Zeus as Satyr and Antiope | Greco-Roman mosaic from Zeugma | Gaziantep Museum, Turkey

Antiopia’s Kitchen Party

The treble it trembles a wavering note. It flickers, like sadness, in A hand-me-down throat. Tongue jives with madness in a fickle sweet head. It could be your voice, or the voice of the dead. The hollow space carries the withering sound from a heart full of darkness to a strange thorning crown. Noise is a sorrow. A voice from on high sings a dirge to those living below.

Who are the dead? And where do they lie? Whose Heart strings the harp and the bow?
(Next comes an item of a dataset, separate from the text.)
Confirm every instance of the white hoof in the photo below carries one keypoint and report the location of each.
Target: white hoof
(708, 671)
The growl of anguish in this bone-weary boy, a guttural hope a destitute joy. Mourning has broken like the first death. Shadows have spoken grasping at breath. The voice of the master is weirdly profound, or is it profoundly weird? Out in the kitchen, there are other sounds. The dead go on living in fragments of tune. Out of step with the world, to the beat of the spoon. It is not that we’re happy, or that we’re not. We simply believe in that big old stew pot. The newspaper lies, Kindling for the fire. The radio’s off, completely unwired. Snatches of songs, The ones never written, Play in the mind   a restless old kitten. The treble, it trembles a wavering note It flickers, like gladness, in a hand-me-down throat.

~Joshua Paetkau.

One of my favourite quotes, from Charles Peguy, goes something as follows: “Nothing is as old as today’s news. If you want to read something new go to the Odyssey and the Iliad of Homer.” Our age of fast food and fast news is unsatisfying to the storied souls of the human creature. We, the human race, are creatures of storytelling. We grew up, as a species, around the campfire telling stories and singing songs, and sharing in the body and blood of creation for our physical nourishment.
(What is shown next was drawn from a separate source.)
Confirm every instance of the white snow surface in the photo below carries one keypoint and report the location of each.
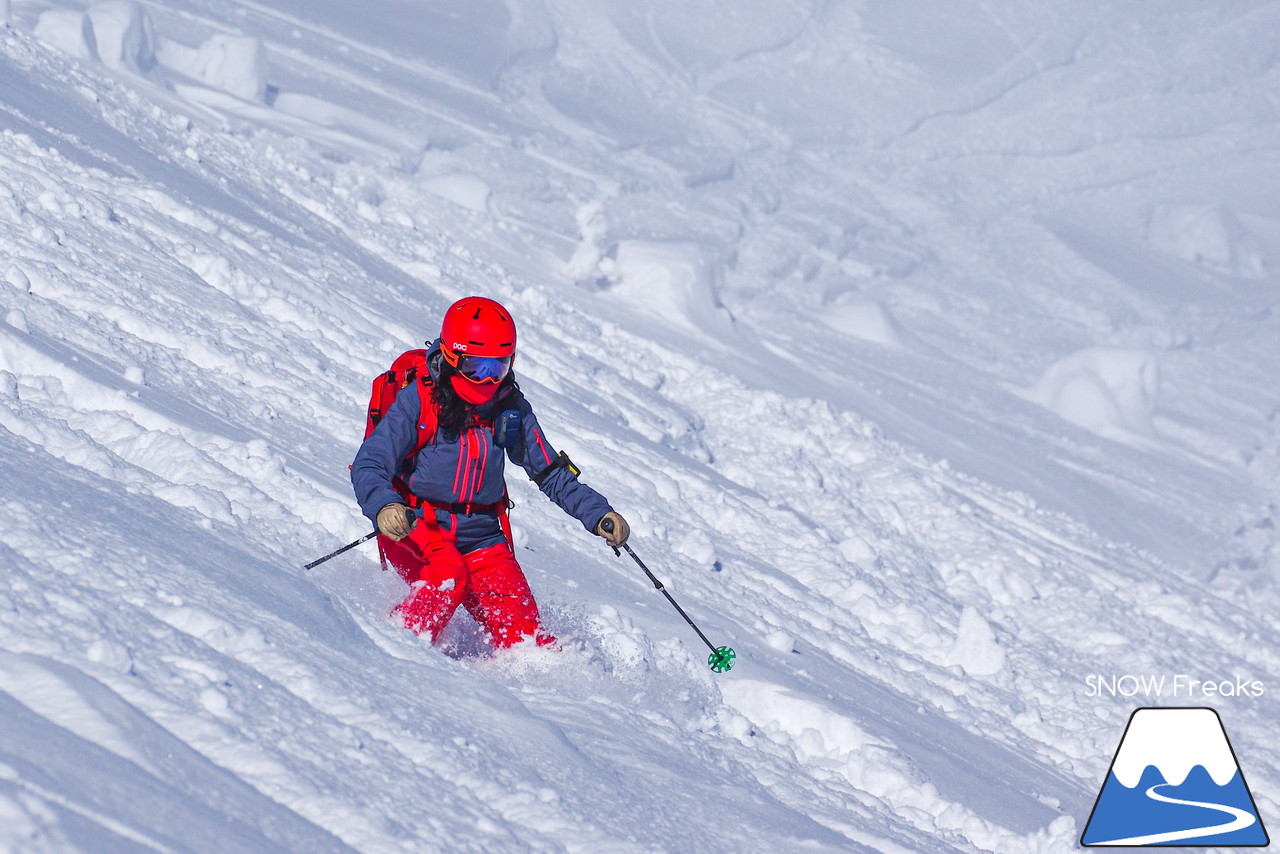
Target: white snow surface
(928, 347)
Later on, that became the kitchen. This is evolution, and the meaning of this evolution is pretty clear. Kitchens should be places of story and song. They are the places where the human creature is nourished, and the nourishment of body and mind is something that should not be separated in practice or in theory. What happens when that sacred space is invaded by the radio, the television, the internet?

What I would like to do, here on this blog, has something to do with storytelling and song, the sacred and the sacrificial, but at a human and humane scale. These are my reflections, nothing more; the traces of an erratic pattern through the air, maybe a bit like the winged flight of nymphalis antiopia, the mourning cloak butterfly.

I do not mean that I have nothing substantial to think about, or to say. Often, I think I might have more of substance, and so might you, than many of our so-called political leaders, or the crafters of political narrative today. The news cycle of today is so tired, so weary. Is it not time to ‘forget that tired story of betrayal and revenge?” Maybe the sacred spaces of our minds and kitchens should be rescued from the voices of the political and cultural mastery, and returned to the risk of an uncommon song of real togetherness?

After all, those voices from on high are often pretty dismal, even when they are eloquent and refined and eloquent. I can understand that a national broadcaster can help build a national consciousness, but what about kitchen consciousness? My contention is that there is more reality in the stewpot than on the television. My contention is that parliament is not so political a space as the hearth. Take a look, whatever country you happen to live in, at the political parties that exist. Are these the parties you would like to attend?

As for me, I would rather go to a kitchen party. The political parties are full of masters, droning on with pretentious self-importance. Masters whose voices authoritatively beckon us, and divide us from people we might otherwise care about and for. Masters who, like the wolf from the fairytale of Red Riding Hood, demand affection that by right belongs to our grandmothers. Why, exactly, are we looking for wisdom from people who do not know or care about the kitchen?

There is a big difference between the voice trying to find its own way by haltingly learning and mimicking the voices of the past – inventing its own variations along the way – and the monolothic overriding voice of conformity. Political parties are about toeing the party line, kitchen parties are about finding and remembering the harmonies, or even hashing out the dissonant chords. Sometimes it can be fun to sing out of tune, too, as the Beatles famously suggested in “With a Little Help from My Friends.” What would you say if I sang out of tune? Would you get up and walk out on me?

Friends, that is exactly what has happened. The ones who couldn’t stand the heat of the kitchen got out, and they walked out into a different place and they started telling stories, autotune stories, lifeless stories. Stories that deaden the soul, and allow mass slaughter to become routine. Stories that neither respect the elders, nor care for the young. Stories that make us believe things that aren’t true, and grant greater importance to some national fiction than to the life of a child? The life of the earth?

No. Thank-you. I have time for faltering, stumbling songs. I have time for stories around the kitchen table. I do not have time for the egotistical madness that has gripped our world in the fever dreams of the rich and powerful. Against those voices, against that tidal stream of eloquent despair masquerading as calculated political hope, it is possible to speak out, demanding real justice, and enacting a sustained practice of memory of the lives that have been forgotten.

It is not an easy task. The stories we tell, and the stories we live in can be strange, cruel, and twisted. Stories are powerful. Why not take some of the power away from those who have so wickedly misused it?